Neil commented: "Given the subject of our documentary, Make Me Louder is very close to our hearts and we could not be more delighted at this shortlisting. It is very satisfying to have our work recognised at this level and we're hoping that it will help generate greater interest in the film.
"Lee was a fellow student on the Masters' filmmaking course, however although we had been on the same course for a year he had always been somewhat isolated from the other students. When he told us about the operation we saw it as a chance to bridge the gap that existed between us and build a better understanding, and we decided to make a film together about his experience.
"For Lee the decision to have the implant was not easy, he had grown up in the deaf community having gone to a residential school from a young age. However, he wanted to build a better relationship with his family, who are all hearing, and with whom communication had always been difficult. Another important motivation was to improve his career prospects as an actor.
"Make Me Louder follows Lee in the run up to his operation and then his adaptation to the implant in the months afterwards. We wanted the film to get an insight into Lee's life and to show the deaf experience from a personal perspective - a world that is not often seen by mainstream society. We also wanted to show if Lee's expectations for the implant were met."
Nishad is currently living in Pune, India, but plans to return to Leeds in the near future to work on further projects with fellow Leeds Met Northern Film School graduates. He said: "Make Me Louder was shot in and around Leeds, Bradford and some parts of Liverpool. We have sent the film to many 'short documentary' categories for film festivals worldwide and are waiting to hear from them."
Lee, who is represented by VisABLE, the UK's first professional agency for actors and models with disabilities, commented: "When I applied to undertake the MA Filmmaking course, I was given an unconditional offer with screen acting as my speciality. Believe it or not, I'm the first deaf person to complete this course at the Northern Film School and I'm very proud of this achievement.
"For the last decade, I have been acting in stage productions and short films across the UK. There are many barriers and obstacles that deaf people face from society's attitudes to the deaf community. This is still happening today.
"I was born profoundly deaf as a result of a brain haemorrhage.
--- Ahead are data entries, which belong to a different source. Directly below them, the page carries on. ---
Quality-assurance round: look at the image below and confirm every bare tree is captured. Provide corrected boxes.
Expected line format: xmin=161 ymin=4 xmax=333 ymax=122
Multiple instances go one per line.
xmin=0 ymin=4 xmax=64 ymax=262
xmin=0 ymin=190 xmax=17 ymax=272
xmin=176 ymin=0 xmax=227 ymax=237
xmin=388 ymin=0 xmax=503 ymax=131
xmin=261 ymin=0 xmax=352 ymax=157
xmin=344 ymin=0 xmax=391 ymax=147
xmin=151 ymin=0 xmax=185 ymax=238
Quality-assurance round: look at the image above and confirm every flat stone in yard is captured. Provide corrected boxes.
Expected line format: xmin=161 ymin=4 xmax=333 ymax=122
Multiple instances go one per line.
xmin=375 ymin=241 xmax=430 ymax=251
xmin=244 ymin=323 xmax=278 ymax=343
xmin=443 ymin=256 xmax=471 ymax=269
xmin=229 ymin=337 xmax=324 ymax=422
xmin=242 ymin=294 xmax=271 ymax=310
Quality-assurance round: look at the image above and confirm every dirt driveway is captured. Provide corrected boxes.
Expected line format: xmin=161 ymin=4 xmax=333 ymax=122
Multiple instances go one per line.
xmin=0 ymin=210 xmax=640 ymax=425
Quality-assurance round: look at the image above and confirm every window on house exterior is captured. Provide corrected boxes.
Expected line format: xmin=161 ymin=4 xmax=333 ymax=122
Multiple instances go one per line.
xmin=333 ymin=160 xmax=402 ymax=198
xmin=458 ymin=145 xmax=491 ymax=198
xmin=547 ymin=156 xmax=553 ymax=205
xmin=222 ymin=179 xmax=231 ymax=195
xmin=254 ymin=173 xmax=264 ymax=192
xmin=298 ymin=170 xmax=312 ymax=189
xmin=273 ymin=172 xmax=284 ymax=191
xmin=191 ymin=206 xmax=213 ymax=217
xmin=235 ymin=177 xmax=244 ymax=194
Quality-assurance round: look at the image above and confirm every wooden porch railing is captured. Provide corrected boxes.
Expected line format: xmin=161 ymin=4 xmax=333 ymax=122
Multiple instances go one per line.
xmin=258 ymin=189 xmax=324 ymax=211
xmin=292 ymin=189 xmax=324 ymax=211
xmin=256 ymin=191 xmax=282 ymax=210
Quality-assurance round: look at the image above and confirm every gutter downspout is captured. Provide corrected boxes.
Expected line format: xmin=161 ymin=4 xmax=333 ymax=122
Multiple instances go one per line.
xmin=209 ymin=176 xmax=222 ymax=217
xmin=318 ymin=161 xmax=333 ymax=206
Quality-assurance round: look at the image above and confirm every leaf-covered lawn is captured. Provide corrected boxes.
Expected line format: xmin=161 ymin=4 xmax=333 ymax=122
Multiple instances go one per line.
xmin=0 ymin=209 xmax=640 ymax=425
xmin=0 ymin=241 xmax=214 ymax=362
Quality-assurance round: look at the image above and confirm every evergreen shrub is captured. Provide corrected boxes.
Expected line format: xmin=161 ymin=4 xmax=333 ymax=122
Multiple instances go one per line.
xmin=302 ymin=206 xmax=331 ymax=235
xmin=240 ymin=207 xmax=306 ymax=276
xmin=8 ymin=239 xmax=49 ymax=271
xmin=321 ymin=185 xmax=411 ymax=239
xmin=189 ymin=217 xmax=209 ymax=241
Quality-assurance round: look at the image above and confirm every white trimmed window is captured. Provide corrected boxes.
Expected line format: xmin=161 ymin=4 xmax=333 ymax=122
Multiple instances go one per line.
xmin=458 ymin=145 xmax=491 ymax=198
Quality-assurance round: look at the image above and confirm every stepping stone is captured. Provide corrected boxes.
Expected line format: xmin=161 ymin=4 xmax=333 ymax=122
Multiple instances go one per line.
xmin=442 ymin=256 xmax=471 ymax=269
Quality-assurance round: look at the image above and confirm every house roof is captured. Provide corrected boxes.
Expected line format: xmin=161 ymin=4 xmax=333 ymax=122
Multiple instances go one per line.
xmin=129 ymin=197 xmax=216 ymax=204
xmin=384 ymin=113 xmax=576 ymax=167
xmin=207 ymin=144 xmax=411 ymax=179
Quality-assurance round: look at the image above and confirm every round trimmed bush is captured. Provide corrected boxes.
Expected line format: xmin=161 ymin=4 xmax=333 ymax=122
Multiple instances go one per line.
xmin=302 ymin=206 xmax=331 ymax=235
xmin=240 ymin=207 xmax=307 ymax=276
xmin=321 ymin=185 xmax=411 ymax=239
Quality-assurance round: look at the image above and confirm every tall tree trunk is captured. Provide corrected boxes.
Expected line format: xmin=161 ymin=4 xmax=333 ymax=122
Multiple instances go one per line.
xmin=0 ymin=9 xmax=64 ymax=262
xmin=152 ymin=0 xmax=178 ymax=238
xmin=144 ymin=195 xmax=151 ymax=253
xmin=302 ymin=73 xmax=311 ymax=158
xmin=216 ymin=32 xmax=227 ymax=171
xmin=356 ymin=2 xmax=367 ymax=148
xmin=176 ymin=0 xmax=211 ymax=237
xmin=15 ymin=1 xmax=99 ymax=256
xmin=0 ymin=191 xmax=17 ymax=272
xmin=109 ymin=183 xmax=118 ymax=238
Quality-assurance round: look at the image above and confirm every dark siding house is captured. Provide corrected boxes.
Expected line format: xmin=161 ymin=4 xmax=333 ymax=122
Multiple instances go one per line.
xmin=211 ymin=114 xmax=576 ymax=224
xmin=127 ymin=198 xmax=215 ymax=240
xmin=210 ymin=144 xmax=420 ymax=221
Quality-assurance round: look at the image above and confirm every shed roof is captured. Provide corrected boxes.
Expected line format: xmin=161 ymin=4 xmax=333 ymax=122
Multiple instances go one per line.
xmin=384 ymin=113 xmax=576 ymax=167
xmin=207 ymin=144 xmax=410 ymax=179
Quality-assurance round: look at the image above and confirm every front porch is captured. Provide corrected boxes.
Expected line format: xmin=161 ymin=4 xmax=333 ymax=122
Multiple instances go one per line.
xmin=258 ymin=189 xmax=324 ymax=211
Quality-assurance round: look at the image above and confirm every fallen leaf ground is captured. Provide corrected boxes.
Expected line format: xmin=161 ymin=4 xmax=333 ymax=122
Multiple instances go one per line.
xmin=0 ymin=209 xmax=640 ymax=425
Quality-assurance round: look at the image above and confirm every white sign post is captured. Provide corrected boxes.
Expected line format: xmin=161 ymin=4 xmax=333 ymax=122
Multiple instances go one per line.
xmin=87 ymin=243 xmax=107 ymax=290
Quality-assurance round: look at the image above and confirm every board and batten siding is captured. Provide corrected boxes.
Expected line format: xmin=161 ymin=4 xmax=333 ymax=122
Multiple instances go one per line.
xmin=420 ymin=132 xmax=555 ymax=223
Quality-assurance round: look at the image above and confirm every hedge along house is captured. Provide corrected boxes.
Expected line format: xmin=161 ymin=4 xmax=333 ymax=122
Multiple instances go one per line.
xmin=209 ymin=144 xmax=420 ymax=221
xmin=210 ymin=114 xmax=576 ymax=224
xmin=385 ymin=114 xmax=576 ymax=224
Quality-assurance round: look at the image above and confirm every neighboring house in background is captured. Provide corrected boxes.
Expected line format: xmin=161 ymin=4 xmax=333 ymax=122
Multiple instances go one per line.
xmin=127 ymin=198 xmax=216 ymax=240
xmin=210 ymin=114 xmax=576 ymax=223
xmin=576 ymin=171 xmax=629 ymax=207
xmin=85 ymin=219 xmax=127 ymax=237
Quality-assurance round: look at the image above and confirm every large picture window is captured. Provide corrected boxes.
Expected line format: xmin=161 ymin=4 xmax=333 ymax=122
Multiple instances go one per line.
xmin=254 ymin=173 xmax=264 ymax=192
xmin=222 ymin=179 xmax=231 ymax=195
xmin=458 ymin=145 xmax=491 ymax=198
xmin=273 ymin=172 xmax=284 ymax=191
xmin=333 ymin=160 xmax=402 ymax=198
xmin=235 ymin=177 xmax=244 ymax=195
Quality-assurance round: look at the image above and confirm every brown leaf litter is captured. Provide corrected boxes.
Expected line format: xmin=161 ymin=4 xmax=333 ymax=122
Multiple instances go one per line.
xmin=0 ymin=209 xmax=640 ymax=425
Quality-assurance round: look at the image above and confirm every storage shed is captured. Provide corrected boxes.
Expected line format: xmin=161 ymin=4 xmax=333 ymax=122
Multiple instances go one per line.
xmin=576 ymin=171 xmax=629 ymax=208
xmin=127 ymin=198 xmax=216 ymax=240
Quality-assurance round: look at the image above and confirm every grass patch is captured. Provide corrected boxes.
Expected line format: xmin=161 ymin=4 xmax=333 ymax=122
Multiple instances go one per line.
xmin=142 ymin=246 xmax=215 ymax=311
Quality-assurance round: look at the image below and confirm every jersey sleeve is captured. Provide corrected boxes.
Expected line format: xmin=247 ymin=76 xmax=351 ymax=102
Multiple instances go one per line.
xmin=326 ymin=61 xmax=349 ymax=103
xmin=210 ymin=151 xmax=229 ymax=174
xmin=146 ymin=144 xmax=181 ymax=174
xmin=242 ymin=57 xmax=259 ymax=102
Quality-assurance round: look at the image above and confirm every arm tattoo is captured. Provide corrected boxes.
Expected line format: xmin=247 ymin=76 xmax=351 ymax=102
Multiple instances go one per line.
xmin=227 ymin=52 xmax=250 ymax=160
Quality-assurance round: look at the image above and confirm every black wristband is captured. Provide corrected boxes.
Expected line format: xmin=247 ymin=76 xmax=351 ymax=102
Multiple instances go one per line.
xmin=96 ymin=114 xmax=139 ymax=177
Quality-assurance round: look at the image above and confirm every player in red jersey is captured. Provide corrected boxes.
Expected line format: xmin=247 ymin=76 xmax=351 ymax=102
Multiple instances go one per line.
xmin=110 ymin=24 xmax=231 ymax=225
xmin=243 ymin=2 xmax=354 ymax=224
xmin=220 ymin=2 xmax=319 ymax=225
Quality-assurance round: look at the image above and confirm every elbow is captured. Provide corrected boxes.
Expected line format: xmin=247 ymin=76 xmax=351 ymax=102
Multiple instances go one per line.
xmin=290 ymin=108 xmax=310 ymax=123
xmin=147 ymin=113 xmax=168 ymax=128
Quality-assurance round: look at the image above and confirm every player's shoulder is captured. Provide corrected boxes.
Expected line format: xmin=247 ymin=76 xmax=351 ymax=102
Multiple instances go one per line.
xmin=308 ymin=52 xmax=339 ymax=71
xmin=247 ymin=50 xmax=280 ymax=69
I am a twin, my sister is hearing. I have two brothers and two sisters and my parents all of whom are hearing. My hearing began to deteriorate a few years ago and even with digital hearing aids I couldn't hear at all. I was advised to get a cochlear implant and I was reluctant at first, but I didn't want to be left out from my family.
"I did some research and met some people who had had the implant and it had changed their lives. I decided to discuss it with my family and they agreed it was the correct time to improve my strategies in overcoming my difficulties with my deafness and speech.
"I asked Neil and Nishad if they could make a documentary about my journey having the cochlear implantation and I explained the complications that I was facing surrounding my deafness and identity. I was pleased that Make Me Louder was made showing my personal journey which has been a very difficult process for me because it is a very personal story. It wasn't natural for me to talk about my disability on a documentary film, it was at times embarrassing. I now feel it took courage and endurance and it was a privilege which will probably stay with me forever.
"I do not want other deaf people facing same the difficulties that I went through. I'm fitted with a Nucleus 5 cochlear implant and I can now hear sounds that I have not heard before, including my voice. I may not speak accurately, but I am getting there, to learn to hear and to speak is a long on-going intensive process and I do feel this is my human and equal right, to hear and to use my voice because my voice is not broken. I have to say it is nice to be a British Sign Language user, in my world if you teach me to speak, I teach you to sign. I want to have social inclusion and to have freedom."